67. Pablo y Rosa. La Profecía

              Salieron por la entrada interior del garaje, pasaron un arco que daba paso a un gran salón.

              Allí los esperaban más de diez personas, gran parte de los cueles eran mayores, casi de la edad de Tomás; se levantaron todos y dieron la mano a Tomás y Ricardo, con reverencia.

– Este es Pablo, lo conocen por el Callao, ya sabréis porqué, está apalabrado con mi nieta Rosita, y cuida a un viejo como yo, junto con mi hijo, -explicó Tomás.

              Soltó las bolsas, y dio la mano uno a uno, solo agachó la cabeza cada vez que la daba.

– Enhorabuena Tomás, buen mozo para la Joya. Que te colmen de felicidad y de hijos varones tu casa, -le deseó un anciano de pelo de blanco transparente, que era el que parecía tener más mando allí.

– ¿Estáis cansados?, -preguntó el anciano.

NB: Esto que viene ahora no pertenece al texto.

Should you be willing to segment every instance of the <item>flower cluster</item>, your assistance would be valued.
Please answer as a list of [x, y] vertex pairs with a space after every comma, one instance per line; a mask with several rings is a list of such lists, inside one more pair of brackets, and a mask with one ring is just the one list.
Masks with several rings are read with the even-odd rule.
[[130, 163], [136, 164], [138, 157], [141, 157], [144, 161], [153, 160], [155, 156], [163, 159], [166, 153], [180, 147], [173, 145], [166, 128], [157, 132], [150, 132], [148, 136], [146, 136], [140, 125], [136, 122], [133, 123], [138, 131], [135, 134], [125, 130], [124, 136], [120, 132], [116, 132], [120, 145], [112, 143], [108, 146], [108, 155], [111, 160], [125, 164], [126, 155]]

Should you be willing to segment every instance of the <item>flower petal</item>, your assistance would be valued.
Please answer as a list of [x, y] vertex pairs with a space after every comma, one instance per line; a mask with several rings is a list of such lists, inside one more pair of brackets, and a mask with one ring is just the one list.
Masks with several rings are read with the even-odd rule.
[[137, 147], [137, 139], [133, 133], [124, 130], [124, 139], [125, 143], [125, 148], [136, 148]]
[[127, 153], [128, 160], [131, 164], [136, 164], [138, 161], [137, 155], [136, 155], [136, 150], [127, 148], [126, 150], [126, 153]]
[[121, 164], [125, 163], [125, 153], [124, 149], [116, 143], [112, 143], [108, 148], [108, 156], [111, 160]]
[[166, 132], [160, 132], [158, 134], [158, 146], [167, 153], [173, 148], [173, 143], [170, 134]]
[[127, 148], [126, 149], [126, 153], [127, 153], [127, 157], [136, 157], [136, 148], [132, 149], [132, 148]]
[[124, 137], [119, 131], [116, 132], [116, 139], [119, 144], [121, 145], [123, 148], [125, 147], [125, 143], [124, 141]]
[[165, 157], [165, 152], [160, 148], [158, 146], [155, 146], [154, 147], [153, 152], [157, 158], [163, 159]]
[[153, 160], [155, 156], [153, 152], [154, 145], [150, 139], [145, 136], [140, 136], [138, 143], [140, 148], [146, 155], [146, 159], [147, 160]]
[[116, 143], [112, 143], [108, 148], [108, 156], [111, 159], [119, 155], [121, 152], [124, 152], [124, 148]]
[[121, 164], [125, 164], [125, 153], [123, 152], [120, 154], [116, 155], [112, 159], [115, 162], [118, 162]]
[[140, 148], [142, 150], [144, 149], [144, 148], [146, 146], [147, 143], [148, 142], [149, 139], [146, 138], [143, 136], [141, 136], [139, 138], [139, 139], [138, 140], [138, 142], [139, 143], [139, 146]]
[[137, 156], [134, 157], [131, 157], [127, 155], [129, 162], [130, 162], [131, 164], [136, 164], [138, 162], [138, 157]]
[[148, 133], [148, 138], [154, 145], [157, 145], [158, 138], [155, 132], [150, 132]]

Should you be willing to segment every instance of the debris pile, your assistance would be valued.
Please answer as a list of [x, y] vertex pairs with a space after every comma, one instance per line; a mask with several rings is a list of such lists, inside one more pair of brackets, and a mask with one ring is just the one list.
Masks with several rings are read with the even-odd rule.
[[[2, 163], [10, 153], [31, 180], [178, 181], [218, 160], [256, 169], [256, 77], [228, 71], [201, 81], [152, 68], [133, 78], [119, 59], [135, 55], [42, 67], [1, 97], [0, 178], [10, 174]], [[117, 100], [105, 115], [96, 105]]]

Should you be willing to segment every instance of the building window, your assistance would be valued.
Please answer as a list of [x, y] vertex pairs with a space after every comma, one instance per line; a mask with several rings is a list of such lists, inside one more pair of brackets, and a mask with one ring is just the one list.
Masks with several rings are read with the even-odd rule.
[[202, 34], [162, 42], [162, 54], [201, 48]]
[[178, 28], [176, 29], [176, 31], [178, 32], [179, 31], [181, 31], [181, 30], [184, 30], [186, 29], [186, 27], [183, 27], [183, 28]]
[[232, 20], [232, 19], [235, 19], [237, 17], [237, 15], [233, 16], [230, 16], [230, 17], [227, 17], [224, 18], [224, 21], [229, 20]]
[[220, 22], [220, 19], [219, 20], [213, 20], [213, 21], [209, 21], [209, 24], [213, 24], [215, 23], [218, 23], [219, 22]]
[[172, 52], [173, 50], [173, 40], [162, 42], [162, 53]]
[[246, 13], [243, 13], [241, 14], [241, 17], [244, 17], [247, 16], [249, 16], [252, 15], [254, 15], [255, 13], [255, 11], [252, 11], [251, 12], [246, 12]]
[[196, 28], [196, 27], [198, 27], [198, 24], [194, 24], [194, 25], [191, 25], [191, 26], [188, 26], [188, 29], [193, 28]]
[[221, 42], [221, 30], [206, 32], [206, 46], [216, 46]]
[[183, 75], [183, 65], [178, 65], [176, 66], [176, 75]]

– No, aseguró Tomás, comencemos, -se sentó, Ricardo lo hizo a su lado y él se quedó de pie.

              En ese momento miró a los que estaban sin sentar cómo él, eran jóvenes y fuertes, posiblemente los que cuidaban de cada uno de los ancianos.

              Entraron dos mujeres vestidas de negro, ya mayores, colocando dos bandejas con cafeteras y pastelillos, todo el mundo calló.

              Una vez que se marcharon, el que había hablado con Tomás se presentó.

– Soy Juan Reche, de los Reche, patriarca de mi familia y persona designada por todos, para que intente arreglar la mala sangre que existe entre los Rastrojos y los Valdivia desde hace ya veinte años, y que no termina de acabar. Que esta vez sea la definitiva, -miró a uno de los de su derecha.

– Yo soy Fernando Soto, de los Soto, patriarca de mi familia, estoy aquí para asegurar que los Rastrojo vienen de buena fe, y para acatar lo que aquí se diga. Doy mi palabra.

              El que estaba al lado de Tomás habló.

– Soy Francisco Rojas de los Rojas, patriarca de mi familia, y vengo para asegurar que los Valdivia vienen de buena fe, y para acatar lo que aquí se decida.  Doy mi palabra.

              El último a la derecha de Juan Reche, se levantó, era un hombre pequeño, con el pelo echado hacia un lado para disimular la calvicie, lleno de oro en las manos y el cuello, la cara como la de una liebre y muy moreno.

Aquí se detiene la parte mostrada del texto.